Output: A flame graph where "Application" is the base. "UI Rendering" and "Data Fetching" are stacked on top. "UI Rendering" occupies more horizontal space than "Data Fetching". Within "UI Rendering", "DOM Manipulation" is the widest, followed by "Layout Calculation", and then "Painting". Hovering over "Layout Calculation" would show its name, value (100), and its percentage of "UI Rendering" (33.33%).
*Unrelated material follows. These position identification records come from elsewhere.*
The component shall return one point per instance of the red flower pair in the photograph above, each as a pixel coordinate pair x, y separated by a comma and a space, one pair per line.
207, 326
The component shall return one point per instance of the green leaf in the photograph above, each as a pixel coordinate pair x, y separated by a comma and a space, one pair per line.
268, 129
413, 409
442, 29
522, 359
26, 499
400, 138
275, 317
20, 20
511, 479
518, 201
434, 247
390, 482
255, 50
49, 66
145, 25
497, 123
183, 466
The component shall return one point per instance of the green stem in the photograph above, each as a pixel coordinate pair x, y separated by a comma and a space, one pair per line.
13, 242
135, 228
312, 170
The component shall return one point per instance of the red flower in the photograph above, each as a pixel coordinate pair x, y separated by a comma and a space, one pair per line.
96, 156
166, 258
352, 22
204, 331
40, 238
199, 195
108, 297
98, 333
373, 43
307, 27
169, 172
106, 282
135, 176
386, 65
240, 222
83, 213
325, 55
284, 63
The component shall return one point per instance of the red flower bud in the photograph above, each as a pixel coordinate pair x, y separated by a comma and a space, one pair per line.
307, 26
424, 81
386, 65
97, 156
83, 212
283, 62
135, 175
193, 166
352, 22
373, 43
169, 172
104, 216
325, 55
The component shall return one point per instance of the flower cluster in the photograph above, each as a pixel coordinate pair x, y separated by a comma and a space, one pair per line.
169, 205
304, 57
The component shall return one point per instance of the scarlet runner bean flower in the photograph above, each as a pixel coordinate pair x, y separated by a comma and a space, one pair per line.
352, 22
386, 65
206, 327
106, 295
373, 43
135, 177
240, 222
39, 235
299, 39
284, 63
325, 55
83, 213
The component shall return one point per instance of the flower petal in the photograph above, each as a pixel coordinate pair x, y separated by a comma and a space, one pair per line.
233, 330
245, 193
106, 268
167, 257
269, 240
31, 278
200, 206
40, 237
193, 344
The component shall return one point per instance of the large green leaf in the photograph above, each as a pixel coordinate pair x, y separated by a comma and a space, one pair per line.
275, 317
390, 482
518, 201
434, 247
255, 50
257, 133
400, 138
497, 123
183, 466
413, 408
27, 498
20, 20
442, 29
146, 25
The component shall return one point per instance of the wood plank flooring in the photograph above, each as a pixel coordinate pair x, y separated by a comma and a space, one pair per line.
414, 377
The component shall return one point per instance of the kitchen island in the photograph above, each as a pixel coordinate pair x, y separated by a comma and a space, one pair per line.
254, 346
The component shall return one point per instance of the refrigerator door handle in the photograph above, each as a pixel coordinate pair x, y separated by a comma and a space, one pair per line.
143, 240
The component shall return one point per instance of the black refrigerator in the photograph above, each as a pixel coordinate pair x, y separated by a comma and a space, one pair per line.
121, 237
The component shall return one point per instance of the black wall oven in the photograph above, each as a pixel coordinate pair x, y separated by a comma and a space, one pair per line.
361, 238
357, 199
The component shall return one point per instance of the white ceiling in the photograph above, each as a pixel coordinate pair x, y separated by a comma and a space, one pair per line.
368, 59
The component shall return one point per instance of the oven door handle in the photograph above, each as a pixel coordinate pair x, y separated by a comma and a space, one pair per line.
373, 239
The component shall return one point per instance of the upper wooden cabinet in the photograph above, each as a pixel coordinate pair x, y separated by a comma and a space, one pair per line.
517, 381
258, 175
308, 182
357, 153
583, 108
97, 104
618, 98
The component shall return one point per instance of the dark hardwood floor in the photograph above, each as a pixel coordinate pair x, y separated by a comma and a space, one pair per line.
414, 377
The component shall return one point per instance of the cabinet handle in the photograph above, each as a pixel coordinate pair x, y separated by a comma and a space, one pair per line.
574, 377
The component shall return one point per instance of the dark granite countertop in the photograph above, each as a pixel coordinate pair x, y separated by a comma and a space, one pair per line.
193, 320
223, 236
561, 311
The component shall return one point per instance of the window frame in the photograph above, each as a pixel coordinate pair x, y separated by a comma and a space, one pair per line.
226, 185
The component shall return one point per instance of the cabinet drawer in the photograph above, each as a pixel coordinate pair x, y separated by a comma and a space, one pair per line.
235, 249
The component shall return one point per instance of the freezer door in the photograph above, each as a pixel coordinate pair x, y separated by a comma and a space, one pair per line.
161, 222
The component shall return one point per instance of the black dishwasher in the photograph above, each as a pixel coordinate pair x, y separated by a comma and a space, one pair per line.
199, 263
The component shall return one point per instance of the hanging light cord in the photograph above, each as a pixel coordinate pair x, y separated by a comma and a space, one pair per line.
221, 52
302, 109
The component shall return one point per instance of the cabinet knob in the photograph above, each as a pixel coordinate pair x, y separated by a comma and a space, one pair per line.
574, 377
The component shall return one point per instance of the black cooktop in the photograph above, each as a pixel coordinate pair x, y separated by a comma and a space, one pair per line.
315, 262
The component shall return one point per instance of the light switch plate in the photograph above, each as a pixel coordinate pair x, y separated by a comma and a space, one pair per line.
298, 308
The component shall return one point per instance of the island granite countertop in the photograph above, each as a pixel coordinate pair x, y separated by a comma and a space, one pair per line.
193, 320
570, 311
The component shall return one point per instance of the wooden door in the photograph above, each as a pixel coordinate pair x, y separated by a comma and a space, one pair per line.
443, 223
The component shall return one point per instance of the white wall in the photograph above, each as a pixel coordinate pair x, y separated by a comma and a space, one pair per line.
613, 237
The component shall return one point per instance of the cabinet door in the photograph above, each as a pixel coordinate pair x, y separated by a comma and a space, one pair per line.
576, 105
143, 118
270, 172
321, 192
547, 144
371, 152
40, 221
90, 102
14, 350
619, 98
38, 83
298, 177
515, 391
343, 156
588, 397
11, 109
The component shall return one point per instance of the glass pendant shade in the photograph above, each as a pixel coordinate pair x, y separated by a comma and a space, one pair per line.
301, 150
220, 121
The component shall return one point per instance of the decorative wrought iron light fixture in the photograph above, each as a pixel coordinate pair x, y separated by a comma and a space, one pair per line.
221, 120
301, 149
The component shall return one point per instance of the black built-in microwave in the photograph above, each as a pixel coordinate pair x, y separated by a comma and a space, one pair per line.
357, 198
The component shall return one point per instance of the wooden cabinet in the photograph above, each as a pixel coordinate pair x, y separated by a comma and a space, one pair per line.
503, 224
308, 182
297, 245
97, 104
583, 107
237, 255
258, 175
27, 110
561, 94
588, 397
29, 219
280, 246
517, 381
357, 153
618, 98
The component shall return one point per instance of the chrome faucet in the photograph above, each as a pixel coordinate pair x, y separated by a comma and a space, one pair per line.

Example 3: Edge Case - Flat Data

[
  { "name": "Task1", "value": 50 },
  { "name": "Task2", "value": 70 },
  { "name": "Task3", "value": 30 }
]

Output: A flame graph with three bars at the same depth, representing "Task1", "Task2", and "Task3". The widths are proportional to their values. This would typically be rendered as a single row of bars.

Constraints

• The input data will be a valid JSON array conforming to the specified structure.
• value will be a non-negative number.
• The component should be built using Angular 15+ and TypeScript.
• Consider performance for graphs with up to 1000 nodes and a maximum depth of 20.
• The primary rendering library (e.g., D3.js, Chart.js, or pure SVG/Canvas) is up to you, but ensure it's well-integrated into Angular.

Notes

• Consider how you will map the hierarchical data to a 2D layout. A common approach is to use a "treemap" or "icicle" layout algorithm.
• Coloring strategies can significantly improve readability. Think about using a color scale based on function type, depth, or value.
• For interactivity, consider using event listeners and state management within your Angular component.
• If implementing zoom/pan, libraries like D3.js offer robust solutions.
• The "root" of the flame graph typically represents the total cost of the profiled operation.